The boy on the right resembled the woman straining and puffing to catch up with him; he had flaming red hair and a softness about his fat, fair cheeks as if he had rarely missed a meal. But the boy on the left was lean and built for speed like a falcon. His long, sharp nose cut the wind, which had blown back his hood and whipped his hair wildly about his head. His hair was almost totally black; Danlo saw that immediately. And his eyes were like twin blue jewels: dark, lively and overflowing with delight.

Oh, Ahira — I did not know.

In a few more moments — in a flurry of laughter and grinding skates — the dark-haired boy won the race and fairly flew into Tamara's arms.

"Mama," he said, suddenly pulling back and reaching into the pocket of his furs. "Look what I've brought you!"

In his little hand, wrapped neatly in a clear thinskin, he held a sandwich much torn and compressed into a mass of crumbly bread. Tamara took it from him as if being presented the rarest of firestones, and she said, "Thank you, Jonathan — but wherever did you get this?"

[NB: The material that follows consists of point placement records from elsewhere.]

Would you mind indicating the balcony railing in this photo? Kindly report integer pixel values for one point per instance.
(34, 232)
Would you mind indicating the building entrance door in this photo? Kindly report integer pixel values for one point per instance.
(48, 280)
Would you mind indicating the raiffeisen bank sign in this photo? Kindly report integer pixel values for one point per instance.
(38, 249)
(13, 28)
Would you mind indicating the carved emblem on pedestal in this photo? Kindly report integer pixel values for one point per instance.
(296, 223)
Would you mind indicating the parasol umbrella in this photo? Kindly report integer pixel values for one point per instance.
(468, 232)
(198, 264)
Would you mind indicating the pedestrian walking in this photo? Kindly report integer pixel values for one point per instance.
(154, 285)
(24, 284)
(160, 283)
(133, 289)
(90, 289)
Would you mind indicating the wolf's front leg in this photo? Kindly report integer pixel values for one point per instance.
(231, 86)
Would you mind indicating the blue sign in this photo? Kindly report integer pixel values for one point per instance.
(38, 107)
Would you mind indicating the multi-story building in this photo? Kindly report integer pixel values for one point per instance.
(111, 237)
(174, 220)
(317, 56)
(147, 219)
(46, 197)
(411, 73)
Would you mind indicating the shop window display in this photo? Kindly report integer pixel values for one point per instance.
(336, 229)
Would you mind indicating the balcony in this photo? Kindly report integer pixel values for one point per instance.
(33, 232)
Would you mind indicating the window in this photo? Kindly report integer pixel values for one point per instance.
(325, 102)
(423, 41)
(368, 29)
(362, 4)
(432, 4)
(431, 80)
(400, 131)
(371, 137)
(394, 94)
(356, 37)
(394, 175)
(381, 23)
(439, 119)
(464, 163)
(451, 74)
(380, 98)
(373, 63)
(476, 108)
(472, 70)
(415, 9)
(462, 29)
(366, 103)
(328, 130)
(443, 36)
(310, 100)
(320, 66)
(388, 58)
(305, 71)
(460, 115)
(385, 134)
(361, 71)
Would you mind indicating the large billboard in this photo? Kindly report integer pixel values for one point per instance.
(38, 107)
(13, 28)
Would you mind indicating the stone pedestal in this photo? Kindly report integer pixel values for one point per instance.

Before he could answer, however, the other woman and boy skated up to them and called out a greeting. In the confusion of quick words and easy laughter, Jonathan finally noticed Danlo standing by his mother's side. He looked at him, then, meeting Danlo's gaze boldly and holding it much longer than a five year old boy should have been able to do. And in this touching of their eyes, in the light of this wild young soul that was so similar to his own, Danlo instantly saw that Jonathan was his son. This knowledge came to him differently than had his vision of the battle of Mara's Star. It was more immediate and much more physical: he felt it burning like a fire in his belly and in the synchronized movements of their breath. Something inside every cell of his body, perhaps as deep as the DNA, seemed to resonate with the lifefire of this beautiful child and sing along the lines of his blood. This marvellous song — in truth, it was really much more like the cry of a great white bird far out over the sea — called to him from a secret place inside his heart. Its sound came poignant and clear, and went on and on and on.